しかもそれは、体の良い実験台にされていると言う事……
「行くしか……ないよね」
バードは無意識にロックの手を握った。
不安を覚えたのだから、それはある意味当たり前のシーンだ。
だが、ふと我に返ったバードは、猛烈に恥ずかしさを覚えた。
常に立派な上官であるべき自分が、なんと言うザマなんだと思ったのだ。
「良いんじゃねぇの? どうせ誰も見てねぇし」
いきなり手を握られたロックは、バードの不安を見てとった。
黙っていても心が通じ合うシーンに、バードは小っ恥ずかしさを覚える。
「……システムオペレーターが見てるよ」
恥ずかしさを噛み殺して呟いたバード。
ロックは遠慮無く言い返した。
「いーじゃねぇかよ。見せつけてやるぜ」
いきなりバードを抱き寄せたロックは、顎を摘んでキスを迫った。
そのまま受け入れても良いかと思ったバードだが、そんな思考とは裏腹に……
「いてっ!」
「仕事中でしょ?」
無防備に迫っていたロックの横っ面をバードの手が捉えていた。
実に良い角度で決まった一撃は、ロックの右頬を打ち抜いた。
「今おもっきりやったろ」
「……ちょっと手加減できなかったかも。ビックリしたから」
「くそっ!」
キスし損ねたロックが悪態をつく中、バードはロックの手をもう一度握った。
「はいはい。行きますよー」
「……へいへい」
ふたりして並んで入った建物の中は、巨大なコロシアム状のモノだった。
すり鉢状になったひな壇には、各チームの面々が並んでいた。
――あぁ……
バードはこの時点で何が起きるのかを理解した。
何故なら、全員が見下ろすコロシアムの中心にはエディが居るからだ。
「全員! 適当に座ってくれ!」
アレックスとマイクの二人が皆を座らす割らせ、セレモニーの仕度を進める。
そんな中、バードはライアンの姿を見つけてそこへ歩み寄った。
「おぉ! こっちこっち!」
ライアンに呼ばれ席に着いたバード。
その向こうには、同じように着飾ったアナスタシアが居た。
「なんだかビックリだね」
「コスプレ会場へ入ったみたいです」
「でも……アナには似合ってるよ。
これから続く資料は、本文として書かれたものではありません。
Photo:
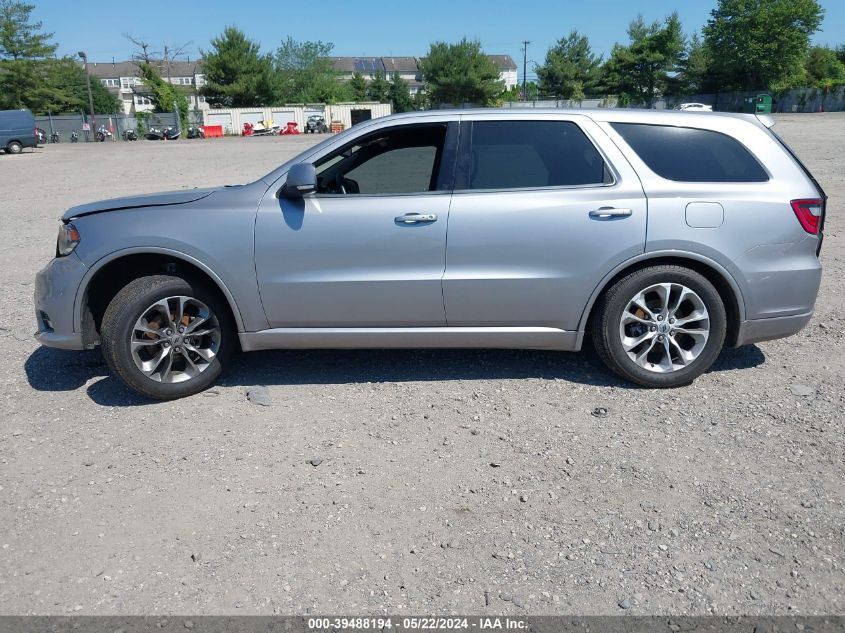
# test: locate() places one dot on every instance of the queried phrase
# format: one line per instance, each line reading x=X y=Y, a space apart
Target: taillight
x=809 y=213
人種的に」
「そうですか?」
バードに褒められ花の様に笑うアナ。
スラブ系の女性はリアルに存在するエルフだとも言われる程だが……
「さて、諸君。そろそろ始めようか」
エディの声が響き、全員の集中力が一段上がった。
良く通る声で叫んでいるエディは、息を呑むような豪華さだった。
それこそ、シリウスの王と呼ばれるかのような……そんな姿。
それは、ただの王では無い存在。つまり……
――あ……
バードの脳裏で、今までただの断片だったモノが繋がった。
何処かで誰かが謳っていた王を讃える唄を思い出したのだ。
――――花よ咲け 鐘よ唄え
――――流れる水よ風を呼べ 吹く風よ炎を栄えさせよ
――――あまねく大地を照らす太陽のお渡りぞ
――――蒼く気貴く光るセイリオスの化身が降臨される
「エディはシリウスの化身なんだ……」
小さな声でそう呟いたバード。
会場から溢れる声は、純粋にエディを讃えていた。
「さすがだぜ……」
ロックもそんな声でエディを讃えた。
誰もが認めざるを得ない、見る者を圧する威厳があったのだ。
「先ほど、三軍合同参謀本部で方針の検討が行われ、委員の大半が戦闘終了を提案した。つまり、ここから先は政治家の仕事となり、我々軍人はようやく、お役御免という訳だな」
外連味無くエディはそう言い放った。
実際、軍人が最終目的を果たすなら、結局は皆殺ししか無い。
誰だってそんな事は百も承知なのだから、勢い真剣に話を聞く体勢になった。
出来るものならやりたくない仕事。出来るものなら回避したい事態。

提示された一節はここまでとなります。